Penso que o amour libre é um meio de expurgar a pecha da
prostituição. No pós-guerra, as francesas poderiam jurar de pés juntos que só
fizeram por prazer, sem proveito financeiro. E milhões de mulheres Europa afora
puderam adotar o mesmo escudo contra a mesma acusação que lhes poderia ser imputada.
Entre o hedonismo e a paranoia, autonomia
De resto, hedonismo pode ser uma conduta natural de quem crê
no colapso iminente. Que fez parte da descendência desses fugidos da II Guerra?
Prepara-se para o próximo colapso, a III Guerra Mundial tida por iminente. Quem
pegou a II depois de pegar a I tem certeza de que virá a III. E ensina isso
para os filhos, que vão passando de geração em geração.
O temor pode ganhar contornos de paranoia. Um traumatizado
já decidiu por sabe deus quais critérios que Garanhuns era o local do mundo
aonde o colapso seria menos grave. Depois mudou de ideia e passou a ser uma
área do interior de São Paulo. Sandor Lernard, o grande humanista que fugiu do
campo de concentração e envelheceu no Brasil, achava que esse lugar era o Vale
do Itajaí. São todos áreas rurais, onde se pode ser o esquisitão da
sustentabilidade, o primeiro a viver em ambiente rural após gerações de
ancestrais urbanos. Pode-se apontar também o surgimento de um moralismo
alimentar, fetiche com orgânico e dietas vegetarianas.
Last, but not least, nesse perfil há o hábito de os homens
também saberem cozinhar. Quem olhe de fora vai achar que é fruto de
considerações sobre “papéis de gênero”, mas é que só uma sociedade com
estabilidade pode produzir homens incapazes de fritar um ovo. Um homem assim
tem que ter ou uma família sólida (com mãe ou mulher cozinhando), ou uma renda
sólida (pagando sempre uma cozinheira) ou um mercado sólido (comprando comida
pronta). São três coisas consideradas conforto numa situação de colapso. Se o brasileiro
olha para quem cozinha como um abnegado fazendo as tarefas de alguém humilde, é
porque nem passa pela cabeça a situação de colapso.

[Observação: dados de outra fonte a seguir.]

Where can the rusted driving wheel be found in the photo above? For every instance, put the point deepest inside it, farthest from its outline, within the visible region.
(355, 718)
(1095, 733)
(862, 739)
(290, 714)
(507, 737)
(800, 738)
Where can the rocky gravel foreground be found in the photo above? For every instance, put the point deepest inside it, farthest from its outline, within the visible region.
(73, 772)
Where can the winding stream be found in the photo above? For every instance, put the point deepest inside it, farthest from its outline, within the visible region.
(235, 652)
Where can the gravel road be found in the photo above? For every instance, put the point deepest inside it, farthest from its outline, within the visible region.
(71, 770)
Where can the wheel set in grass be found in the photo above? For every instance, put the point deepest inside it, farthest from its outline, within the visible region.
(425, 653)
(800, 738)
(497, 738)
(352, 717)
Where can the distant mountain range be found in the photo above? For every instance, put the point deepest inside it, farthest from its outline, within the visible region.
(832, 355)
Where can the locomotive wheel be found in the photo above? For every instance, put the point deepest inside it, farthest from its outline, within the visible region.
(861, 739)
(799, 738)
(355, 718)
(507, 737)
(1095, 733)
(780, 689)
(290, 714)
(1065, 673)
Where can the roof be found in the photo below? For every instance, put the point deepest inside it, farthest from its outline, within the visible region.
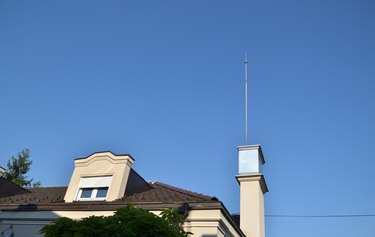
(159, 193)
(147, 195)
(8, 188)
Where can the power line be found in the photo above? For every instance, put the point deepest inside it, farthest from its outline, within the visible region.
(322, 216)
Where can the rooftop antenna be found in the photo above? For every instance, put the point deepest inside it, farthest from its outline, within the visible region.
(246, 128)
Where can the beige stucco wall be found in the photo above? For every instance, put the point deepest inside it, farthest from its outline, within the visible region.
(101, 164)
(202, 223)
(251, 205)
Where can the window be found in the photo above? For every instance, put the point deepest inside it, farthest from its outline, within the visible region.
(93, 188)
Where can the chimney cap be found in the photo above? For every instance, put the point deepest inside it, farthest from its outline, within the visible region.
(253, 147)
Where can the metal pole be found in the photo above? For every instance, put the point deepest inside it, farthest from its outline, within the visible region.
(246, 116)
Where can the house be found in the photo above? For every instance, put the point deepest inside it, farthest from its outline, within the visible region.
(103, 182)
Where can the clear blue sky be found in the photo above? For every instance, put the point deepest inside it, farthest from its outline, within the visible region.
(164, 82)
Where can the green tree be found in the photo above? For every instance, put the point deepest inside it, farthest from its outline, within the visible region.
(127, 221)
(18, 166)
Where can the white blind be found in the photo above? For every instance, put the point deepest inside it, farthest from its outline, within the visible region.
(95, 182)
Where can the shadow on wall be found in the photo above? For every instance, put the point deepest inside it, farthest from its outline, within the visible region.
(22, 225)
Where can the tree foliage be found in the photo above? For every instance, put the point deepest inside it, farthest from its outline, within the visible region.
(127, 221)
(18, 166)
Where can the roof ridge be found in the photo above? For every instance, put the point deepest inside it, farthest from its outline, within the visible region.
(185, 191)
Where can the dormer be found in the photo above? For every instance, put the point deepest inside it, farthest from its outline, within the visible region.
(102, 176)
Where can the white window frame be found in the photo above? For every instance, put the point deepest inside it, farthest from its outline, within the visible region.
(94, 183)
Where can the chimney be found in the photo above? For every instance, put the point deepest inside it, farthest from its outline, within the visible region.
(2, 171)
(252, 189)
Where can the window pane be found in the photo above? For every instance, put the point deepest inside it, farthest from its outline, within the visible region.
(102, 192)
(86, 192)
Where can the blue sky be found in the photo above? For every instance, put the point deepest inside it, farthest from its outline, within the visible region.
(164, 82)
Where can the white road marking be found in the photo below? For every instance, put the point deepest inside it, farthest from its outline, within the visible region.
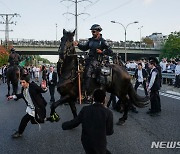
(169, 94)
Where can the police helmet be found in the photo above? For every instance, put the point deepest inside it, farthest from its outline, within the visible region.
(13, 50)
(96, 27)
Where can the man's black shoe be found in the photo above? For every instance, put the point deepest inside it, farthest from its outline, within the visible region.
(16, 135)
(154, 114)
(134, 111)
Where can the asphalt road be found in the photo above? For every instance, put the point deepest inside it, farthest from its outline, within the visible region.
(135, 137)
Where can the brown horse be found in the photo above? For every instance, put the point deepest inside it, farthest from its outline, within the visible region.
(13, 75)
(68, 82)
(120, 86)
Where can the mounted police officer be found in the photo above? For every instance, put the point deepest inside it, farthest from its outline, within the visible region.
(14, 58)
(97, 47)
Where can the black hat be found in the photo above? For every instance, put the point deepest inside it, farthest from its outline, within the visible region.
(25, 77)
(96, 27)
(99, 95)
(12, 49)
(153, 59)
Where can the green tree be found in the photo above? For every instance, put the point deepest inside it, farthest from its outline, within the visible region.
(148, 41)
(171, 48)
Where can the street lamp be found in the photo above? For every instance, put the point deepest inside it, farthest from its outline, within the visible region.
(140, 35)
(56, 34)
(125, 31)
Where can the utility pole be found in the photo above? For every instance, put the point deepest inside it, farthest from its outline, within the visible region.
(56, 34)
(76, 14)
(7, 20)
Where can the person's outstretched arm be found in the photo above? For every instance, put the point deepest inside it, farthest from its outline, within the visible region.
(73, 123)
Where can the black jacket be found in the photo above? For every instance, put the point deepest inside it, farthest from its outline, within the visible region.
(97, 122)
(54, 79)
(157, 83)
(144, 73)
(93, 44)
(37, 99)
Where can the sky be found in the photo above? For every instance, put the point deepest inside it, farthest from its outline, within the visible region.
(39, 18)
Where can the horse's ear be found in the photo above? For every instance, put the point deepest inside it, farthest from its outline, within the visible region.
(64, 31)
(74, 32)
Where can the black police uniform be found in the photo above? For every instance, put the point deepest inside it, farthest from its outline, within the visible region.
(154, 93)
(93, 44)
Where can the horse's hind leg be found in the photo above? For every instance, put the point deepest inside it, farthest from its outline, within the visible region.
(73, 108)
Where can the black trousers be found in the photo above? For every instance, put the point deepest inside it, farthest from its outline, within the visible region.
(95, 150)
(24, 122)
(155, 101)
(113, 100)
(177, 81)
(52, 91)
(144, 86)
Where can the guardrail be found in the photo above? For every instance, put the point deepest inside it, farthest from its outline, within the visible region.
(164, 75)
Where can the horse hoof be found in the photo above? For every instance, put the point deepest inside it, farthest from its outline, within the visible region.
(120, 122)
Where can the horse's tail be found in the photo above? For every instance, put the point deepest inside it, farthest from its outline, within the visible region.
(137, 100)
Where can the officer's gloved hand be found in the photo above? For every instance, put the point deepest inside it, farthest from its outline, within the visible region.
(99, 51)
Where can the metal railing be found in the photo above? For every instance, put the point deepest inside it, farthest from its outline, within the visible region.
(164, 75)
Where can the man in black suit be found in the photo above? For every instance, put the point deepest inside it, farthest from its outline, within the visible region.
(36, 111)
(153, 88)
(97, 122)
(141, 76)
(52, 81)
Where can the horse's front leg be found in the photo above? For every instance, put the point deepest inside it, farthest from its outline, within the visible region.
(53, 115)
(125, 115)
(15, 88)
(73, 108)
(8, 84)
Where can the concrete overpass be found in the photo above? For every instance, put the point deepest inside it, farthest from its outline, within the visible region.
(132, 53)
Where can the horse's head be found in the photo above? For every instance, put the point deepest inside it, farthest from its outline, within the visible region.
(66, 45)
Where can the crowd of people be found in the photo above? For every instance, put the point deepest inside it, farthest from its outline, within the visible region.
(171, 66)
(96, 119)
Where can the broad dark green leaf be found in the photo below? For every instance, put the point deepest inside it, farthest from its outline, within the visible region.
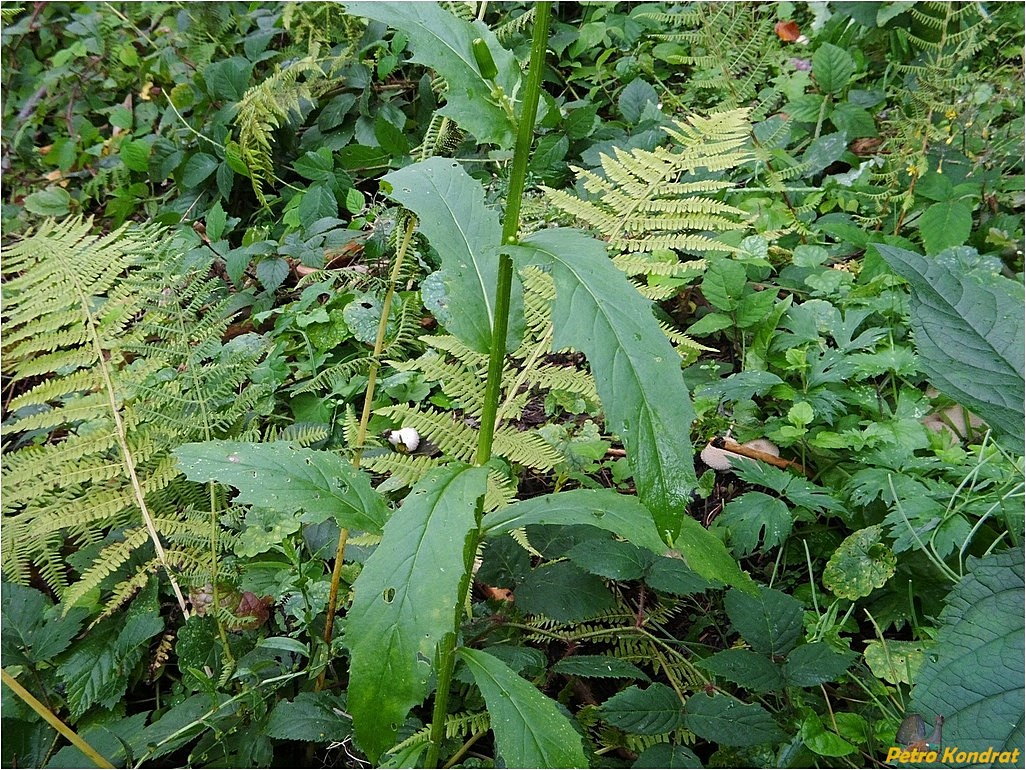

Ao cabo, se o medo do colapso preparou os homens para não precisarem das mulheres e as mulheres para precisarem dos homens, o casamento não é mais algo natural. Porque mira-se a autonomia, em vez do amparo mútuo.
E o hedonismo também é uma consequência plausível desse medo
do colapso. Se o mundo vai acabar, que o mundo se esbalde antes.